Some women admit feeling uncomfortable themselves. Lauren Sengele, 32, a brand marketer in Indianapolis, moved in with a guy knowing she would always make much more than he would. “I was fine with it at first, except I grew exceptionally frustrated that any time we wanted to do something nice I had to pay for it,” she says. “I began to feel more like a parent than a partner.” And the communications pro in Albany confessed that she loved being the breadwinner—until she had a child and wished she could stay home: “But my husband’s income didn’t cover even our most basic expenses. Back to work I went, feeling very grouchy.”
So how do men feel? Norman Baldwin Jr. says his marriage to Leila Noelliste became strained after her website, Black Girl With Long Hair, became so wildly successful that he started working for her. “Culturally, especially in black culture, the man is the one who makes all the money,” says Baldwin, 32, of Brooklyn. “I’m super impressed with her, but it’s been a rough and bumpy transition.” Noelliste, 31, puts it like this: “Last December we really hit bottom. I realized: Our dynamic is effed up; him quitting his job to help me with the business is not going to work. At the time we just didn’t have the tools to navigate a relationship where the woman is the one making more.”

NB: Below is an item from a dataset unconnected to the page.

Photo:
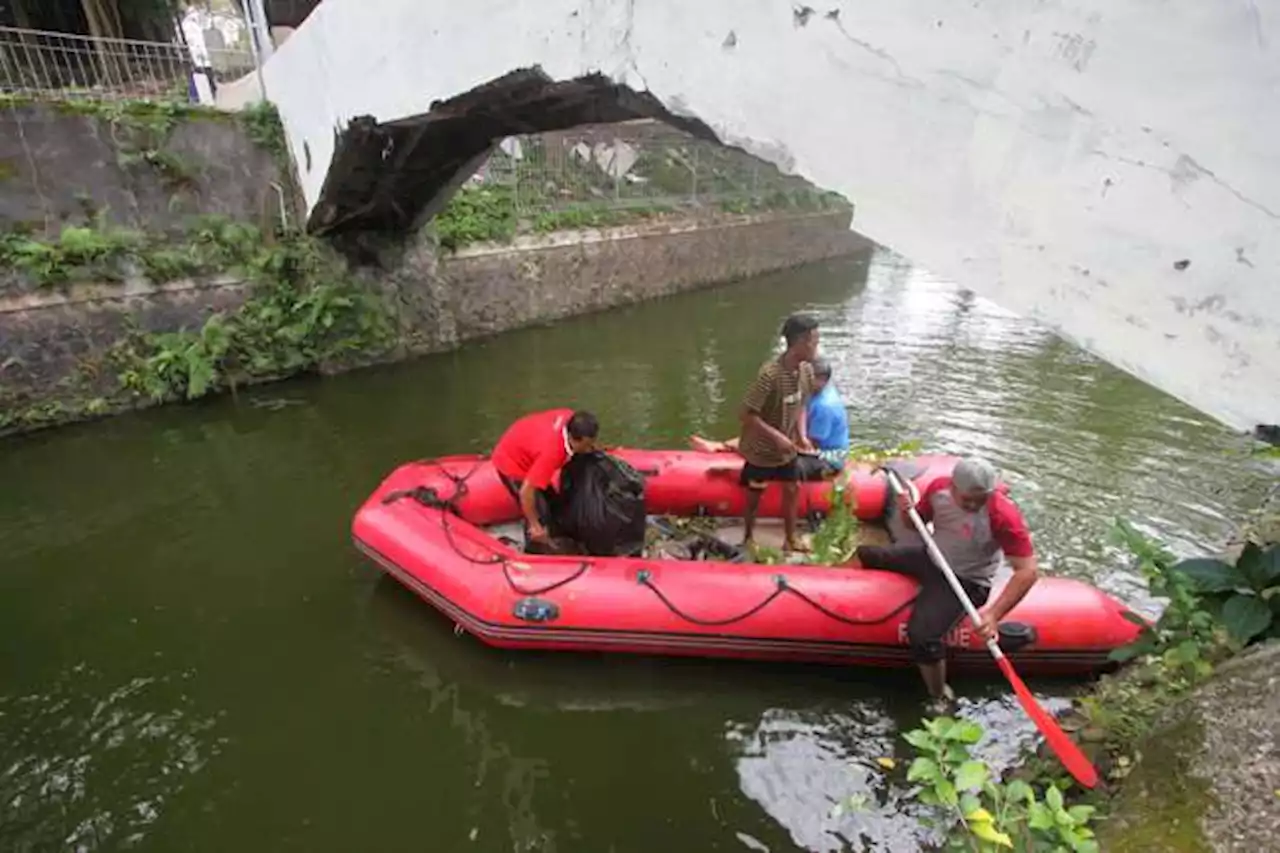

Cuyler Mortimore, 33, a stay-at-home dad in Shelton, Washington, also struggled. “For a long time I felt like I was a financial drain,” he admits. “I grew up with a pretty big emphasis on the man being the head of the house.” Asked what he thought about how income disparities could lead to infidelity, he says, “I can see why a guy might cheat. You feel lonely and vulnerable a lot of the time. I’m constantly surrounded by other moms and rarely any dads, and I can imagine how that could raise temptations.”
When you hear these stories, you start to understand just how maddeningly slow social change is. “Where we’d like to be—OK with having a female partner as a breadwinner, contributing equally to household duties and childrearing, basically the egalitarian dream—and where we actually are,” says Bennett, “are two separate things. Gender expectations run deep, like really f–ing deep, and I think that even the most progressive millennial men and women who say they want these things, and I think most really do, have a harder time acting it out in reality.”
So where do we even start?
First, Harvard’s Killewald urges every couple to “think about what a good partnership looks like for you.” Picture carefully the roles you want to play and then talk about it. And keep talking about it. For Baldwin and Noelliste, it took couples therapy to forklift them out of their rough patch. “I learned to feel proud of working my butt off and not be constantly apologetic—and to allow Norm to show his strengths,” she says. “He’s had to learn, ‘Maybe I don’t bring home the bacon, but there are other ways to be a leader of our household, like contributing to long-term planning.’ So for us it’s been exploring all that. I think we are in a good place now, but it took a long journey to get here.”
Second, keep in mind that along with all those depressing new studies, there’s also emerging research suggesting that traditional marriages are not inherently happier. In fact, the opposite may be true, according to Stephanie Coontz, author of Marriage: A History. Already, she says, “in European countries with good work-family supports, traditional male breadwinner families where the woman shoulders the domestic duties are now less stable than dual-earner couples.”
Finally, men should be free to care for kids or do work they love without stigma. Challenge any fool who can’t see that. And take heart in the fact that we are not just bending toward equality; it is becoming the way we live. Bonsai, redwood, maple, oak: They’re all critical members of a thriving forest.